_MG_7906We sat down with Peter Haber and Manfred Mayr of the Salzburg University of Applied Sciences, both conference chairs of the 1st International Data Science Conference that will take place on 12-13 June in Salzburg, Austria. Our FutureTDM symposium will be held during this event: a great fit to actively engage with a community of researchers and practitioners and to hear their views.

This is the first time the event is taking place. Why has this initiative been taken, and what is the main aim of the event?
Everything started with the Salzburg Data Science Symposium in 2014, where we assume that a team of data scientist with different expert knowledge is necessary to analyze data-intensive problems. From this perspective, the idea to establish an international data science conference developed, where industry and science exchange state of the art solutions and their field of application as well swap new approaches and challenges.

Could you tell us more about the focus on two distinct tracks: Research and Industry?
The research track focuses on state of the art scientific approaches in data science from data extraction, data mining, machine learning and science application. The industry track showcases real practitioners of data-driven business and how they use data science to help achieve organizational goals. The talks will concentrate on our broad focus areas of manufacturing, retail and social good. The FutureTDM Symposium complements the conference by giving overarching policy recommendations and sector specific guidelines to help stakeholders overcome the barriers the FutureTDM consortium has identified.
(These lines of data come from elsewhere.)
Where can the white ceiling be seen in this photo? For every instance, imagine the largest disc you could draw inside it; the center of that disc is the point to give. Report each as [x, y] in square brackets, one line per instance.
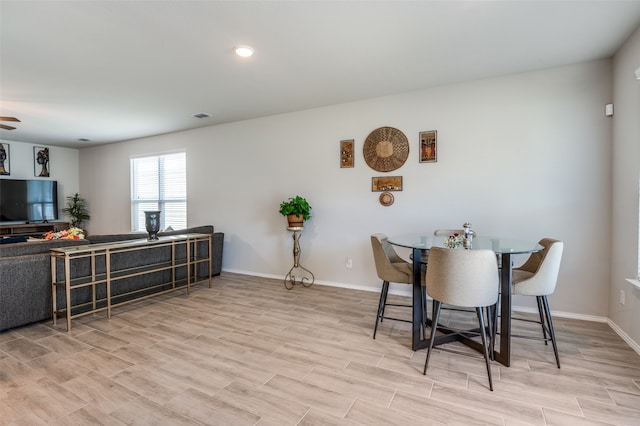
[116, 70]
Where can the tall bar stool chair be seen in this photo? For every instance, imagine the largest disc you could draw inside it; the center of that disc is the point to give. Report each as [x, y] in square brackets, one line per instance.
[468, 279]
[538, 277]
[390, 267]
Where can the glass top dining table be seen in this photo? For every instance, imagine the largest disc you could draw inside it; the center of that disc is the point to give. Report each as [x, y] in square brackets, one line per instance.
[503, 247]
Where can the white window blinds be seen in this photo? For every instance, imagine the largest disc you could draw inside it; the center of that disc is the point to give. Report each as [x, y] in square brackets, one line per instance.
[159, 183]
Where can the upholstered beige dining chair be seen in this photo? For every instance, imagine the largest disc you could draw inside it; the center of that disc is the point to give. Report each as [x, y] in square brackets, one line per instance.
[390, 267]
[467, 279]
[538, 277]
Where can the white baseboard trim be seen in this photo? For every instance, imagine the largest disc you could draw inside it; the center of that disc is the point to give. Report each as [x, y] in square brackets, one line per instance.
[405, 290]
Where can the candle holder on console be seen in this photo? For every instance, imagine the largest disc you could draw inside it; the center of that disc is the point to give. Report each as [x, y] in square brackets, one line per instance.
[152, 223]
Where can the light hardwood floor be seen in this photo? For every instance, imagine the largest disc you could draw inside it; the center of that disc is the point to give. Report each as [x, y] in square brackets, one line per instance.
[250, 352]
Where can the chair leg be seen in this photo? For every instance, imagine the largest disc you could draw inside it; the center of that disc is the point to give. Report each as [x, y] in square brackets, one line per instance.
[434, 327]
[423, 316]
[483, 333]
[491, 328]
[547, 313]
[381, 305]
[542, 322]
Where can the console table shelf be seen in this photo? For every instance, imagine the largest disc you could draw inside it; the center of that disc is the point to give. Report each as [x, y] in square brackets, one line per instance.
[104, 279]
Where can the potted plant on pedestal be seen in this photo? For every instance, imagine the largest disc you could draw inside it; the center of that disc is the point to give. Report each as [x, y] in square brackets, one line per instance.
[76, 210]
[297, 210]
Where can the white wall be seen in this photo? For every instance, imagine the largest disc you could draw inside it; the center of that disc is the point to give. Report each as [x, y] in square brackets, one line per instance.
[63, 167]
[626, 175]
[523, 156]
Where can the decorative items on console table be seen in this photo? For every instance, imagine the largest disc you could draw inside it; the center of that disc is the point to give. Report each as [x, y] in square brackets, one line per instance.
[453, 241]
[468, 235]
[152, 223]
[66, 234]
[297, 210]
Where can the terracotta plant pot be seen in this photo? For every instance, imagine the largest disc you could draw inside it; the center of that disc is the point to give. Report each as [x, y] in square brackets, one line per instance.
[295, 220]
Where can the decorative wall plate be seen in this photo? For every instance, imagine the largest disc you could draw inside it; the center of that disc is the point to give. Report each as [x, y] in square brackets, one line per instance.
[386, 149]
[386, 199]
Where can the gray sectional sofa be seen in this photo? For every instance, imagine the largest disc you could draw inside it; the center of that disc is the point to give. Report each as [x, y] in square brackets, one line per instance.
[25, 273]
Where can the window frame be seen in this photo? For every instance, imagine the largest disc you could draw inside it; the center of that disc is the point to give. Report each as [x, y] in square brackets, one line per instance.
[160, 202]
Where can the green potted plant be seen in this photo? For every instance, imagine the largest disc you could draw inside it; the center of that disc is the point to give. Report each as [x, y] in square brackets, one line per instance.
[296, 210]
[76, 210]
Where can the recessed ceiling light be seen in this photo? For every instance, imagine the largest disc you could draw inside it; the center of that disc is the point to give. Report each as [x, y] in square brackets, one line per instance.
[244, 51]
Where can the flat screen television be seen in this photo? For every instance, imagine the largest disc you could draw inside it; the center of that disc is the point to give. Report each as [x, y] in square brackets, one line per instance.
[28, 201]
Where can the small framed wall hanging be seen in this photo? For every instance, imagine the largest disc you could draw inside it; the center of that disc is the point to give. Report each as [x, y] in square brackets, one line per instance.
[41, 161]
[346, 153]
[386, 183]
[429, 146]
[5, 162]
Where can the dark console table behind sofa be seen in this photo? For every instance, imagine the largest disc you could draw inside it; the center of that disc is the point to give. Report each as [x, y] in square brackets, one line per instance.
[25, 273]
[117, 271]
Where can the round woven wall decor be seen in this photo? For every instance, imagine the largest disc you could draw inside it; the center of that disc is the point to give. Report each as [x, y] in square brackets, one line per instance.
[386, 149]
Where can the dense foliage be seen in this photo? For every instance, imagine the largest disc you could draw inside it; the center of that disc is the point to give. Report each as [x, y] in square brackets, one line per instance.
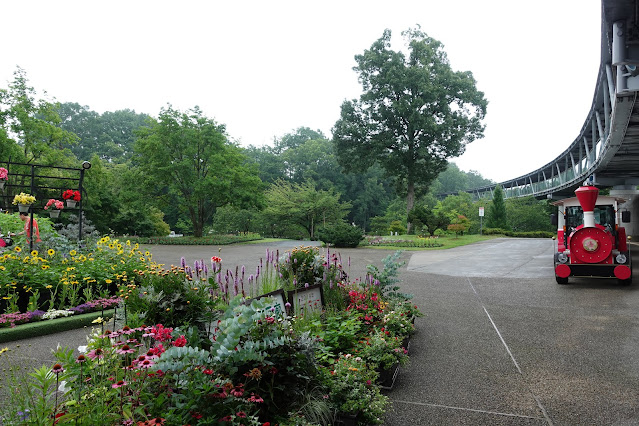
[414, 114]
[138, 183]
[214, 355]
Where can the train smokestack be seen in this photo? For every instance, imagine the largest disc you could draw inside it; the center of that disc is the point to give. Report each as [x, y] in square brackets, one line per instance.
[587, 196]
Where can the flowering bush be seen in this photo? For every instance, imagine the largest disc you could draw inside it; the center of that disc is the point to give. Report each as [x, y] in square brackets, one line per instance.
[54, 204]
[70, 194]
[352, 389]
[382, 350]
[59, 280]
[23, 198]
[219, 358]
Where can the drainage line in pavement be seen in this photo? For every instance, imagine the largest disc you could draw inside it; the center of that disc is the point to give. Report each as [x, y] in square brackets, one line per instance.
[512, 357]
[495, 413]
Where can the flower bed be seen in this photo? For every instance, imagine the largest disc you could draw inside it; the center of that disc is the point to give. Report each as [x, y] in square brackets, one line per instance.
[60, 280]
[378, 241]
[217, 356]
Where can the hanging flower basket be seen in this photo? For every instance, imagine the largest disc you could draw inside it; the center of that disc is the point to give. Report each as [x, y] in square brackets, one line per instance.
[4, 175]
[72, 197]
[23, 201]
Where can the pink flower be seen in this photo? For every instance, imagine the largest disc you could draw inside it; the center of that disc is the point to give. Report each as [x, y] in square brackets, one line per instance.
[96, 353]
[180, 341]
[125, 350]
[255, 398]
[119, 384]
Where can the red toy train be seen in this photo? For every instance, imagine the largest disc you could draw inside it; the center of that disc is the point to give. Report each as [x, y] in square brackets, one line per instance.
[590, 242]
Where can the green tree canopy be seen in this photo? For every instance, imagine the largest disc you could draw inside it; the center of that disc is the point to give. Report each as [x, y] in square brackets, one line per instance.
[191, 162]
[31, 126]
[497, 211]
[303, 205]
[414, 114]
[111, 135]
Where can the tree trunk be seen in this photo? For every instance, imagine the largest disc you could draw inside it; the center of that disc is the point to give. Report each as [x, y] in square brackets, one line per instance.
[410, 202]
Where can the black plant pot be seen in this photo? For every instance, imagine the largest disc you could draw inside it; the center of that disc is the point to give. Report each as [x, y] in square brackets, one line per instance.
[346, 419]
[387, 377]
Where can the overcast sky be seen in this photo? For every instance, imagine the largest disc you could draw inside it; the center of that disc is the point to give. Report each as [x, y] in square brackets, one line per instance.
[265, 68]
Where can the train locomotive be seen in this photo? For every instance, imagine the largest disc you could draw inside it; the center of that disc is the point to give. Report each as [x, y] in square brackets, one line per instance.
[590, 242]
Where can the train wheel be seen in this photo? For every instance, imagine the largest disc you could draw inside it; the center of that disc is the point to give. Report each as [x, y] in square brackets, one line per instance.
[625, 282]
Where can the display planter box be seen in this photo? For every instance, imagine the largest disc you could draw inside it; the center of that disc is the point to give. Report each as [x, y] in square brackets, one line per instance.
[406, 344]
[346, 419]
[387, 377]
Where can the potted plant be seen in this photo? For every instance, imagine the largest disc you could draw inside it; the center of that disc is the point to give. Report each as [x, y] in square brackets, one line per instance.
[353, 393]
[4, 175]
[72, 197]
[55, 207]
[23, 201]
[385, 353]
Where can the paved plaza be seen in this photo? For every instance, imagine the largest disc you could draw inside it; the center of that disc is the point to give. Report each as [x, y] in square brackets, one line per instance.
[501, 342]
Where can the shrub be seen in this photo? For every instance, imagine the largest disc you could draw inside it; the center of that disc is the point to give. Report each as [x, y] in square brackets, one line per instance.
[397, 226]
[340, 235]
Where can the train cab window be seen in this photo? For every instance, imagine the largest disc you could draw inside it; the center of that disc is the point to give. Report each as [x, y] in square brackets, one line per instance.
[604, 216]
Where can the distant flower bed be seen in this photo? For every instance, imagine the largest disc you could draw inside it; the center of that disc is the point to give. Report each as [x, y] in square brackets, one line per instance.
[205, 240]
[17, 318]
[398, 242]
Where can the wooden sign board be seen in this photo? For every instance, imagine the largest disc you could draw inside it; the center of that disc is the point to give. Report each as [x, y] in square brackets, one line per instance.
[278, 307]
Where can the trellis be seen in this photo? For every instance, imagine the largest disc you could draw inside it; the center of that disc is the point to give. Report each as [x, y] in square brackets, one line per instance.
[34, 179]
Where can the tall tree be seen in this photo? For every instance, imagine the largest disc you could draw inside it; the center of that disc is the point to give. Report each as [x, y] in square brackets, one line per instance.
[497, 211]
[33, 125]
[191, 162]
[111, 135]
[304, 205]
[414, 113]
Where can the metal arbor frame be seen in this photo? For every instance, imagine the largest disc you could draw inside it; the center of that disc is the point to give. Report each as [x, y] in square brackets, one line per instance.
[43, 192]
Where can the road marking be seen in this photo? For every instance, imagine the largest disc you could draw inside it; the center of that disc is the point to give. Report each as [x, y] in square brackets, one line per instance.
[474, 410]
[512, 357]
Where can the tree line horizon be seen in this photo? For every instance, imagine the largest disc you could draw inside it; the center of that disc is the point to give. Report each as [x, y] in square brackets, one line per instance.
[387, 159]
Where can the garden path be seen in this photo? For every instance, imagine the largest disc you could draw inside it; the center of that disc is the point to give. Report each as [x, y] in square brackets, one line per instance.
[501, 343]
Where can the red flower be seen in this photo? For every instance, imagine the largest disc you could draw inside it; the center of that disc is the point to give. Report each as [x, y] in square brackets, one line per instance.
[180, 341]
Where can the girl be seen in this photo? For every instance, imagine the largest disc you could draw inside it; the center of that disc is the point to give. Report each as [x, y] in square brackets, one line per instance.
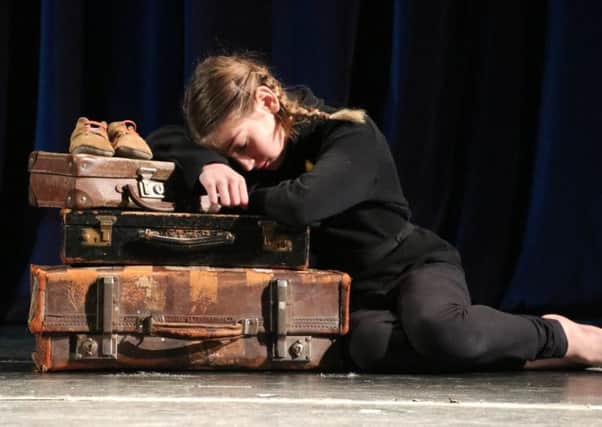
[304, 163]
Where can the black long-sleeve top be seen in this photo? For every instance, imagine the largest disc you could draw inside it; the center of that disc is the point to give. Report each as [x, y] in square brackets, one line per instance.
[340, 178]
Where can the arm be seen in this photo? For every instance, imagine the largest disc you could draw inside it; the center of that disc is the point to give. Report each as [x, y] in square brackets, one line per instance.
[344, 175]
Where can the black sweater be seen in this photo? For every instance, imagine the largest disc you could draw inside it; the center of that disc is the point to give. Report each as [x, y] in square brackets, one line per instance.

Therefore, users of data technologies can meet with peers and exchange ideas and solutions to the practical challenges of the data-driven business.

 

Which topics do you think are most debated at the moment in the international data science field?
Both the scientific as well industry community set the trend towards machine learning. Machine learning is a very complex task. Methods for data analytics like semantical, reasoning or predictive approaches are necessary.

Which barriers to the wider uptake of text and data mining do you see (for either research or industry)?
With the trend to industry 4.0 and the digitalization of the business processes data science as a profession will be getting more and more important. The iDSC 2017 seeks to establish a key data science event fostering the exchange of all stakeholders.